Nurses and Health Professionals

There are several hospitals in the United States that are experiencing immense shortages of registered nurses, emergency nurses and other health care professionals. There is approximately a whooping 80 to 85 percent of American hospitals mention shortage while 15 percent expresses concern about the severe shortage they are experiencing.

According to the United States Department of Health and Human Services, United States will need 2.8 million nurses. This estimated demand will be a million more than the projected supply of nurses. U.S. is not quickly replacing nurses at the same phase they are leaving the profession.

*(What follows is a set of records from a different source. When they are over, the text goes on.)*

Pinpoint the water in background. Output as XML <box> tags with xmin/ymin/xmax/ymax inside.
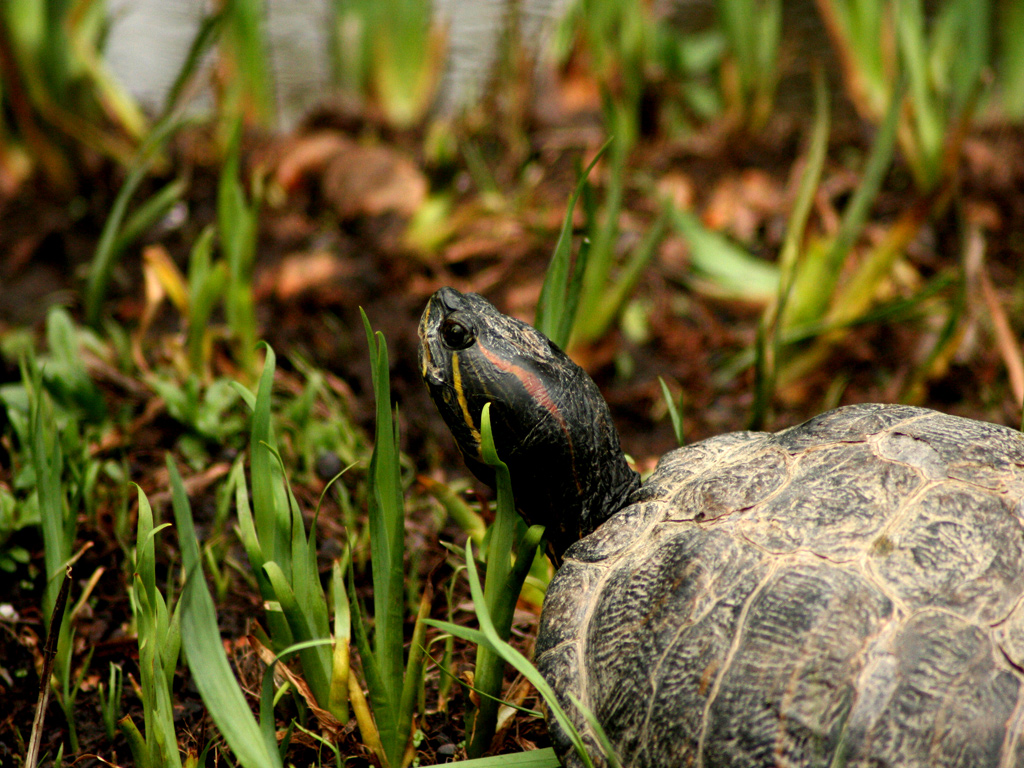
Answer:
<box><xmin>106</xmin><ymin>0</ymin><xmax>568</xmax><ymax>129</ymax></box>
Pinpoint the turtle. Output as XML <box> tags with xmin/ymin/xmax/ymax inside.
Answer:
<box><xmin>419</xmin><ymin>288</ymin><xmax>1024</xmax><ymax>768</ymax></box>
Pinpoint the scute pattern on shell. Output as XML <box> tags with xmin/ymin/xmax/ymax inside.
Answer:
<box><xmin>537</xmin><ymin>406</ymin><xmax>1024</xmax><ymax>768</ymax></box>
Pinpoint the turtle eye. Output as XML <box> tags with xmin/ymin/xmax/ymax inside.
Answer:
<box><xmin>441</xmin><ymin>317</ymin><xmax>476</xmax><ymax>349</ymax></box>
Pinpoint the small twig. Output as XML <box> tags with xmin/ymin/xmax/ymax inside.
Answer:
<box><xmin>25</xmin><ymin>565</ymin><xmax>72</xmax><ymax>768</ymax></box>
<box><xmin>967</xmin><ymin>225</ymin><xmax>1024</xmax><ymax>407</ymax></box>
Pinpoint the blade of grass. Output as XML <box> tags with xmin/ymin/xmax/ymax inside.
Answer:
<box><xmin>167</xmin><ymin>455</ymin><xmax>283</xmax><ymax>768</ymax></box>
<box><xmin>360</xmin><ymin>309</ymin><xmax>410</xmax><ymax>768</ymax></box>
<box><xmin>534</xmin><ymin>137</ymin><xmax>612</xmax><ymax>347</ymax></box>
<box><xmin>748</xmin><ymin>71</ymin><xmax>830</xmax><ymax>430</ymax></box>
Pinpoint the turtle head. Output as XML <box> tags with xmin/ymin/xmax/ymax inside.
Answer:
<box><xmin>420</xmin><ymin>288</ymin><xmax>640</xmax><ymax>557</ymax></box>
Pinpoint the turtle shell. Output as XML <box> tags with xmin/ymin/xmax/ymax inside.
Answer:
<box><xmin>537</xmin><ymin>406</ymin><xmax>1024</xmax><ymax>768</ymax></box>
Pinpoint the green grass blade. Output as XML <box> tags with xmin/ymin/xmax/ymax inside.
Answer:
<box><xmin>167</xmin><ymin>456</ymin><xmax>283</xmax><ymax>768</ymax></box>
<box><xmin>429</xmin><ymin>545</ymin><xmax>594</xmax><ymax>768</ymax></box>
<box><xmin>670</xmin><ymin>209</ymin><xmax>778</xmax><ymax>301</ymax></box>
<box><xmin>249</xmin><ymin>344</ymin><xmax>292</xmax><ymax>572</ymax></box>
<box><xmin>360</xmin><ymin>309</ymin><xmax>409</xmax><ymax>766</ymax></box>
<box><xmin>263</xmin><ymin>562</ymin><xmax>331</xmax><ymax>707</ymax></box>
<box><xmin>85</xmin><ymin>116</ymin><xmax>185</xmax><ymax>328</ymax></box>
<box><xmin>657</xmin><ymin>376</ymin><xmax>686</xmax><ymax>445</ymax></box>
<box><xmin>534</xmin><ymin>138</ymin><xmax>611</xmax><ymax>347</ymax></box>
<box><xmin>428</xmin><ymin>746</ymin><xmax>561</xmax><ymax>768</ymax></box>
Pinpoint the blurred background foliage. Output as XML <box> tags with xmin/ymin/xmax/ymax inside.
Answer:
<box><xmin>0</xmin><ymin>0</ymin><xmax>1024</xmax><ymax>767</ymax></box>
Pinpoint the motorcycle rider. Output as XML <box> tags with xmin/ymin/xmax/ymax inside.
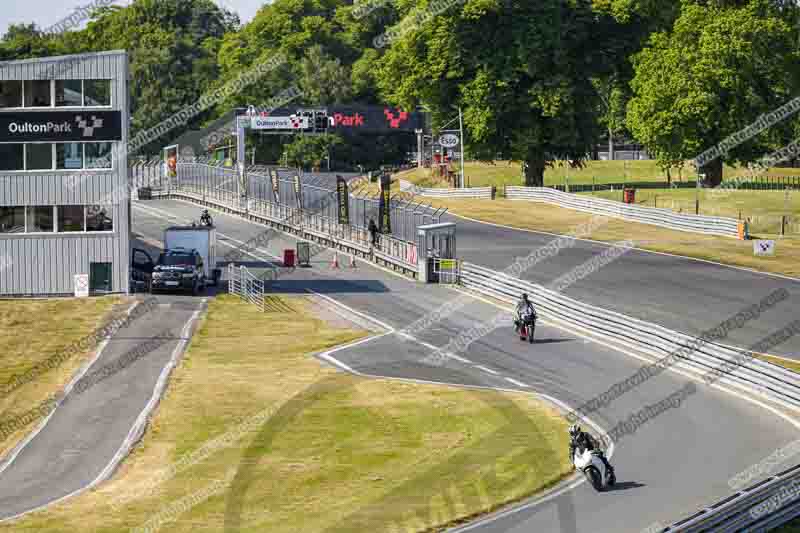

Currently, the average age of nurses working in America is 45 years old. By year 2010, and estimated 40 percent of all the working registered nurses will be more than 50 years old. Between 2010 and 2020, the largest group of registered nurses in the United States labor force will be between 50 to 60 years old. By this time, the nursing shortage would be exceeding 36 percent.

What’s happening to United Case is not an isolated case. Several countries are already reporting similar problem. In Ontario, Canada (Toronto Star) lost 14,000 of its 81,000 nurses due to retirement last 2004. While as early as December 2000, the World Health Organization already reported that Poland was graduating more than 10,000 nurses annually. But the figure dropped to 3,000. In Chile, out of 18,000 nurses in the country, only 8,000 are working in the field.

So what are the steps being done by the United States government to address this problem?

In April 2008 a bill was proposed in the United States House of Representatives by Congressman Robert Wexler from Florida and co-sponsored by Representative James Sensenbrenner (R-WI). This bill is called F.R. 5924 of The Emergency Nursing Supply Relief Act. As of the day, this bill has currently 11 co-sponsors.

Basically, this bill will allow additional visas to be set- aside for foreign trained nurses and physical therapists. The H.R. 5924 would save 20,000 employment based visas in each of the next three years for foreign trained registered nurses and physical therapists.

This bill will also provide funds to help U.S. nursing schools expand the domestic supply of nurses by coming from the $1,500 fee for those who would be applying for the visa. This would also establish a three-year pilot program aimed in keeping U.S. nurses in the workforce.

Immigrant visa applicants will need to attest that they do not owe their country of residence a financial obligation that was incurred for their education so that they would remain in that country. Both the American Hospitals Association (AHA) and the American Society for Healthcare Human Resources Administration support expressed their support for the bill.

Due to visa retrogression, a lot of foreign professionals who are interested in working in the United States are turned down. The U.S. government makes only a certain number of immigrant visas (green card) available each year and these are allocated among the various immigrant visa categories.

Recently, there are more immigrants approved for employment-based immigrant visas and has run out of visa numbers causing temporary backlog or retrogression. The U.S. has a waiting list for employment-based visas for nurses, and its nurse education programs turned away more than 150,000 qualified applicants last year due to lack of faculty and clinical space.

With the H.R 5924., it aims that the nursing shortages will be resolved. With this bill, the visa retrogression could be lift for nurses and physical therapists who have applied prior to September 30, 2011. Hopefully, we’ll see more therapists, nurses, E.R. attendants and nurses, and other health professionals taking care of the nation.